= Read-Only Slaves/Writable Master and Database Sharding

Sequel has support for read only slave databases
with a writable master database, as well as database sharding (where you can
pick a server to use for a given dataset).  Support for both
features is database independent, and should work for all database adapters
that ship with Sequel.

== The :servers Database option

Both features use the :servers Database option.  The :servers option should
be a hash with symbol keys and values that are either hashes or procs that
return hashes. These hashes are merged into the Database object's default
options hash to get the connection options for the shard, so you don't need
to override all options, just the ones that need to be modified.  For example,
if you are using the same user, password, and database name and just the
host is changing, you only need a :host entry in each shard's hash.

Note that all servers should have the same schema for all
tables you are accessing, unless you really know what you are doing.

== Master and Slave Database Configurations

=== Single Read-Only Slave, Single Master

To use a single, read-only slave that handles SELECT queries, the following
is the simplest configuration:

  DB=Sequel.connect('postgres://master_server/database', \
    :servers=>{:read_only=>{:host=>'slave_server'}})

This will use the slave_server for SELECT queries and master_server for
other queries.

=== Multiple Read-Only Slaves, Single Master

Let's say you have 4 slave database servers with names slave_server0,
slave_server1, slave_server2, and slave_server3.

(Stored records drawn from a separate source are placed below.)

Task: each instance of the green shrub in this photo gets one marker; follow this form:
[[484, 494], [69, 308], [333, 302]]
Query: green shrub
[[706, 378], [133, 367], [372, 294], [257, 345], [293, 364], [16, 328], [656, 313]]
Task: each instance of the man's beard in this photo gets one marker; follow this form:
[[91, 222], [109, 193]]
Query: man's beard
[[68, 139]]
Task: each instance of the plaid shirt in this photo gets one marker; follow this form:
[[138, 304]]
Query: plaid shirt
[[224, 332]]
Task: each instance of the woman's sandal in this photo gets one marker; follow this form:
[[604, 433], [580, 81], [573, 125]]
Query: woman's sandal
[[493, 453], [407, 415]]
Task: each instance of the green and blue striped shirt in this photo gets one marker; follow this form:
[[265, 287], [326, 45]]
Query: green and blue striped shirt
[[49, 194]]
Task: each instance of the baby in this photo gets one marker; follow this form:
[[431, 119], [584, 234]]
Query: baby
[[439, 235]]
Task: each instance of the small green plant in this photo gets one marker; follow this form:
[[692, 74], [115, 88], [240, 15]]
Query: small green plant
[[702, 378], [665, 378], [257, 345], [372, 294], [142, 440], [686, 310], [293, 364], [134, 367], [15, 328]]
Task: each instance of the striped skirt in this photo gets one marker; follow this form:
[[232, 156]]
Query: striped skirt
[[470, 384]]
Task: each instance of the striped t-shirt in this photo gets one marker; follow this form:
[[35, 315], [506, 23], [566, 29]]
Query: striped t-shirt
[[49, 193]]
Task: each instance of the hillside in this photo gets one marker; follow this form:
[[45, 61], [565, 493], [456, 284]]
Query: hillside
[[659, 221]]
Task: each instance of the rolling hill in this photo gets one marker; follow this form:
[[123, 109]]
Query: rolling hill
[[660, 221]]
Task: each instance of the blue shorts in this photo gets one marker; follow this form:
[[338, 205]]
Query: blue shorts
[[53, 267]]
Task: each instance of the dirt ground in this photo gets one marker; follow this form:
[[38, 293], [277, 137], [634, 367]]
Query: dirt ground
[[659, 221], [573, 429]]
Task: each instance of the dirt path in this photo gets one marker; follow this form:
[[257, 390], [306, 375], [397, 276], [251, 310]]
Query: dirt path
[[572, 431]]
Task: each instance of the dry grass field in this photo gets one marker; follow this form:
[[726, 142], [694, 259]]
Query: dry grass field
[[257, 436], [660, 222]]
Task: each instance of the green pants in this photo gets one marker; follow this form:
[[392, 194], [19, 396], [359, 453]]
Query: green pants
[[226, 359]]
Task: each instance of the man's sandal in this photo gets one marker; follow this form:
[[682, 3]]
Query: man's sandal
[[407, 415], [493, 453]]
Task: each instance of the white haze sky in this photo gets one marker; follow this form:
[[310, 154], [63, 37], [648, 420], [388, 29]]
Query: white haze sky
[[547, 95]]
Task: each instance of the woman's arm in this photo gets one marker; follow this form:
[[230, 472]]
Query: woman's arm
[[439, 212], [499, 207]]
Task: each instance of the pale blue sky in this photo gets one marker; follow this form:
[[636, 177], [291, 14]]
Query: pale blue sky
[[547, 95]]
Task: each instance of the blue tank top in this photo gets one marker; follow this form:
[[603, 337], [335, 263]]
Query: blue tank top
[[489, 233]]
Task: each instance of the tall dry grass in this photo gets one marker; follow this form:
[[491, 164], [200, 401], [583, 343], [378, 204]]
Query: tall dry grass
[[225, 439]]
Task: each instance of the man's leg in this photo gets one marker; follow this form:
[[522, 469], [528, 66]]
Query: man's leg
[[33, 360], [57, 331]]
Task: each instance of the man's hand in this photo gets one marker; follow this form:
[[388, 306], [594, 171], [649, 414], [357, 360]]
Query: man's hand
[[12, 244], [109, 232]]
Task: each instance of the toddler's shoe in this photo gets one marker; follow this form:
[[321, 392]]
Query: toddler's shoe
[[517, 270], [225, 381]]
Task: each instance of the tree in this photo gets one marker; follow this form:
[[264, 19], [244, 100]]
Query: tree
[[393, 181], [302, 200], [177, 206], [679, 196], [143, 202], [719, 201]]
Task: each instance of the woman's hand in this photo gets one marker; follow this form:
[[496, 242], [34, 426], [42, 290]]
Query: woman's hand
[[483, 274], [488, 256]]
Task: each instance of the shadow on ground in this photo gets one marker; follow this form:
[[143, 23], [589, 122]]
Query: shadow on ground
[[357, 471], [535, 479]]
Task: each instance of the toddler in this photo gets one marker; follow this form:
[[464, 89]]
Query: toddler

  DB=Sequel.connect('postgres://master_server/database', \
    :servers=>{:read_only=>proc{|db| {:host=>db.get_slave_host}}})
  def DB.get_slave_host
    @current_host ||= -1
    "slave_server#{(@current_host+=1)%4}"
  end

This will use one of the slave servers for SELECT queries and use the
master_server for other queries.  It's also possible to pick a random host
instead of using the round robin approach presented above, but that can result
in less optimal resource usage.

=== Multiple Read-Only Slaves, Multiple Masters

This involves the same basic idea as the multiple slaves, single master, but
it shows that the master database is named :default.  So for 4 masters and
4 slaves:

  DB=Sequel.connect('postgres://master_server/database', \
    :servers=>{:read_only=>proc{|db| {:host=>db.get_slave_host}}, \
      :default=>proc{|db| {:host=>db.get_master_host}}})
  def DB.get_slave_host
    @current_slave_host ||= -1
    "slave_server#{(@current_slave_host+=1)%4}"
  end
  def DB.get_master_host
    @current_master_host ||= -1
    "master_server#{(@current_master_host+=1)%4}"
  end
  
== Sharding

There is specific support in Sequel for handling master/slave database
combinations, with the only necessary setup being the database configuration.
However, since sharding is always going to be implementation dependent, Sequel
supplies the basic infrastructure, but you have to tell it which server to use
for each dataset.  Let's assume a simple scenario, a distributed rainbow
table for SHA-1 hashes, sharding based on the first hex character (for a total
of 16 shards).  First, you need to configure the database:

  servers = {}
  (('0'..'9').to_a + ('a'..'f').to_a).each do |hex|
    servers[hex.to_sym] = {:host=>"hash_host_#{hex}"}
  end
  DB=Sequel.connect('postgres://hash_host/hashes', :servers=>servers)
  
This configures 17 servers, the 16 shard servers (/hash_host_[0-9a-f]/), and 1
default server which will be used if no shard is specified ("hash_host").  If
you want the default server to be one of the shard servers (e.g. hash_host_a),
it's easiest to do:

  DB=Sequel.connect('postgres://hash_host_a/hashes', :servers=>servers)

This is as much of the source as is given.